Here are three quartets from the radical early 
                1960s and one from a decade earlier by a revolutionary. Two are 
                by composers who lead the Polish avant-garde. The other two are 
                a leading Japanese composer and a wild and woolly frontier experimenter. 
                The music-making here is from the early days of the Lasalle. It 
                embodies finesse, elite craft, purity of expression and dedication. 
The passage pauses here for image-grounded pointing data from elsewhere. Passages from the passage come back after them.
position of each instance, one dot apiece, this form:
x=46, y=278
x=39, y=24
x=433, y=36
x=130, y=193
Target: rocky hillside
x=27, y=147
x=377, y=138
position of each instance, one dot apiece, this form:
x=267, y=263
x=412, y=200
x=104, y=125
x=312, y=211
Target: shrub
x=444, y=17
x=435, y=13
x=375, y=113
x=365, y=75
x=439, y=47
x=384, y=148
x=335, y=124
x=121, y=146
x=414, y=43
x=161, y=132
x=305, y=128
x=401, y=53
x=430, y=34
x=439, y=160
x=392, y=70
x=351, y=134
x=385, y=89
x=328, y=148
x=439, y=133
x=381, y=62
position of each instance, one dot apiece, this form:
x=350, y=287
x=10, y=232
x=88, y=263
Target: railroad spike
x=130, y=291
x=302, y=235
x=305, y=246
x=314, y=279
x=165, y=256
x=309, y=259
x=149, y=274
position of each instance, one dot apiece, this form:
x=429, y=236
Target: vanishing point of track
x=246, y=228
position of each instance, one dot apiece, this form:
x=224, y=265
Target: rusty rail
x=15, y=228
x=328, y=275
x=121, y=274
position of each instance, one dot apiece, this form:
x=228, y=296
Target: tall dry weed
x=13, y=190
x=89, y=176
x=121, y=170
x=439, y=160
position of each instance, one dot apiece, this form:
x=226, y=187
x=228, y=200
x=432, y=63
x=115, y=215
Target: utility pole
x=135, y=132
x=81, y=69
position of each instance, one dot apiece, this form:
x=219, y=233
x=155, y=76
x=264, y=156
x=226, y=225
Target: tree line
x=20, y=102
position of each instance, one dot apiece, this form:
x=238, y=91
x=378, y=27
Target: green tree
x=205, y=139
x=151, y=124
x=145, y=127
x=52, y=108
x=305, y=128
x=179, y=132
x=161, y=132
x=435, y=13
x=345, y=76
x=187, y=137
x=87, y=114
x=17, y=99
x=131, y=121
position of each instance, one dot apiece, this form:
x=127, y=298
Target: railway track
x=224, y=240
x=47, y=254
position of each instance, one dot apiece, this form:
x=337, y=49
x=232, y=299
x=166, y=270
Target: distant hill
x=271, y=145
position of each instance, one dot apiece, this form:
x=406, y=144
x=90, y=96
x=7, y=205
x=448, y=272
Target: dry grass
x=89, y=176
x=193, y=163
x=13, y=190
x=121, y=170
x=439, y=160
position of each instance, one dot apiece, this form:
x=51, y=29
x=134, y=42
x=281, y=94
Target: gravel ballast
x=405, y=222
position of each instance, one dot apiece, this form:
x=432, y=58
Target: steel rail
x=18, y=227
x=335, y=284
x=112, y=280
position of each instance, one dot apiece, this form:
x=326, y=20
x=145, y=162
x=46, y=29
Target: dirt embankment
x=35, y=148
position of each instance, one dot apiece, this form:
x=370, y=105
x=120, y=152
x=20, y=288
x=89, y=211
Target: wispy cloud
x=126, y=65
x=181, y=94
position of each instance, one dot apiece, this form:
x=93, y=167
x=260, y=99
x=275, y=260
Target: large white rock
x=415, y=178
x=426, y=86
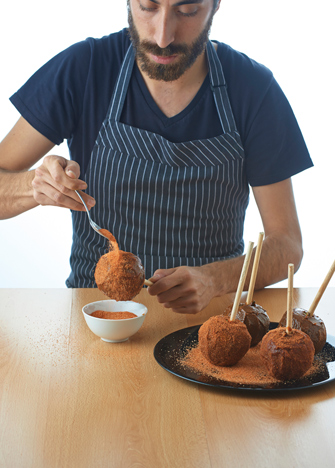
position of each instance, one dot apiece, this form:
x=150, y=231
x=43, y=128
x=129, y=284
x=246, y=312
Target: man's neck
x=174, y=96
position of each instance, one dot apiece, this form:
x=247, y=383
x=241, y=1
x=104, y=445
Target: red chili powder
x=250, y=370
x=113, y=315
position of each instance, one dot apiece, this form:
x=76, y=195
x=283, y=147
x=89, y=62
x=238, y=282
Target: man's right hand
x=53, y=183
x=56, y=180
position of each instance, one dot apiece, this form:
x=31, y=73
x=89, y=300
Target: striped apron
x=169, y=203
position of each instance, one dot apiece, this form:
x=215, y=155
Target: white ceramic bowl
x=115, y=331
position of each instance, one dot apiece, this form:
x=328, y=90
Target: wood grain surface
x=68, y=399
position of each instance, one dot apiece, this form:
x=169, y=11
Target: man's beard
x=167, y=72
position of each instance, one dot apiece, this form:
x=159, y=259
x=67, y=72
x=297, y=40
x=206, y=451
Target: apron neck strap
x=217, y=82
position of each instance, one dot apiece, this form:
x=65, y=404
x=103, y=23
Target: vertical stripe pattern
x=169, y=203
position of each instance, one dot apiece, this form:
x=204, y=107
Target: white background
x=294, y=38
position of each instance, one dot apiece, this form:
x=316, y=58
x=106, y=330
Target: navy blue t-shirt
x=68, y=98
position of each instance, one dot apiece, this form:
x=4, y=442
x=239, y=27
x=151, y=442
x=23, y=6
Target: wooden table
x=68, y=399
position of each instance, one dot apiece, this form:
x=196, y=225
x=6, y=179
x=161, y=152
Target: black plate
x=172, y=348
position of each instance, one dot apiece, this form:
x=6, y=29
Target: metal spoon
x=97, y=229
x=92, y=223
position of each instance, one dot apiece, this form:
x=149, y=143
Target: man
x=168, y=131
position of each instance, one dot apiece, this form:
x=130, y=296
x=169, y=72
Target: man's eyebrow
x=181, y=2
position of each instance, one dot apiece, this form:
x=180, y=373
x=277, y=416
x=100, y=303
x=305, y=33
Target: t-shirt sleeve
x=274, y=146
x=51, y=100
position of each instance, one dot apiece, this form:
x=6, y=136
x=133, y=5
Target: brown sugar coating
x=223, y=341
x=120, y=275
x=287, y=356
x=255, y=318
x=113, y=315
x=313, y=326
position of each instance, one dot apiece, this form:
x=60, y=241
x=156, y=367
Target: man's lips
x=163, y=60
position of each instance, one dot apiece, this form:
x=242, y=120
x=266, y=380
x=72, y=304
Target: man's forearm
x=16, y=193
x=277, y=252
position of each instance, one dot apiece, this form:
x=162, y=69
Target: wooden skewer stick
x=255, y=268
x=289, y=314
x=242, y=281
x=321, y=290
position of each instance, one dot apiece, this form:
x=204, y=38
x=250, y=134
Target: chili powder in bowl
x=114, y=321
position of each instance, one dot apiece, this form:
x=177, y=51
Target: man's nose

                Virtuoso attainment is demanded by these scores and the demands 
                are fully met by the Lasalle. The two movement Lutoslawski is 
                an exercise in mercurial fantasy, a slippery kaleidoscope of episodes 
                in motion, sinister, exciting, buzzing, creaking, shambling, sprinting 
                and suddenly caught up in mediation or in furious motion. The 
                Penderecki opens in salvoes of 
col legno clicking and clattering, 
                spattering and ricocheting across the spectrum. It’s a compact 
                essay in shock staccato which finds a meditative yet equivocal 
                peace at the close. By contrast the Mayuzumi Prelude while certainly 
                written by a disciple of dissonance also incorporates the sounds 
                of Japanese traditional instruments and manners. Its mood is meditative 
                yet anxious. In addition to the liquid swerving pizzicato there 
                are cleanly spun and long held high notes from the violin. The 
                four movement Cage also has a faintly oriental tang mixed with 
                the characteristic ‘fall’ of Dowland’s instrumental lyrics. Indeed 
                much of this work has a faintly antiquarian grace and spirit which 
                when the music becomes animated can suggest a sympathy with Copland. 
                The sound is stunningly close yet not claustrophobic. The collection’s 
                analogue provenance is belied by the virtual silence from and 
                against which this music emerges. You still need a hardy pair 
                of ears and a resiliently receptive mind. There is much here to 
                stimulate if you persist. The Lasalle were after all the 
de 
                luxe ensemble for such music well into the 1970s. This issue 
                is graced with a new and typically informative and thoughtful 
                note by Malcolm Macdonald.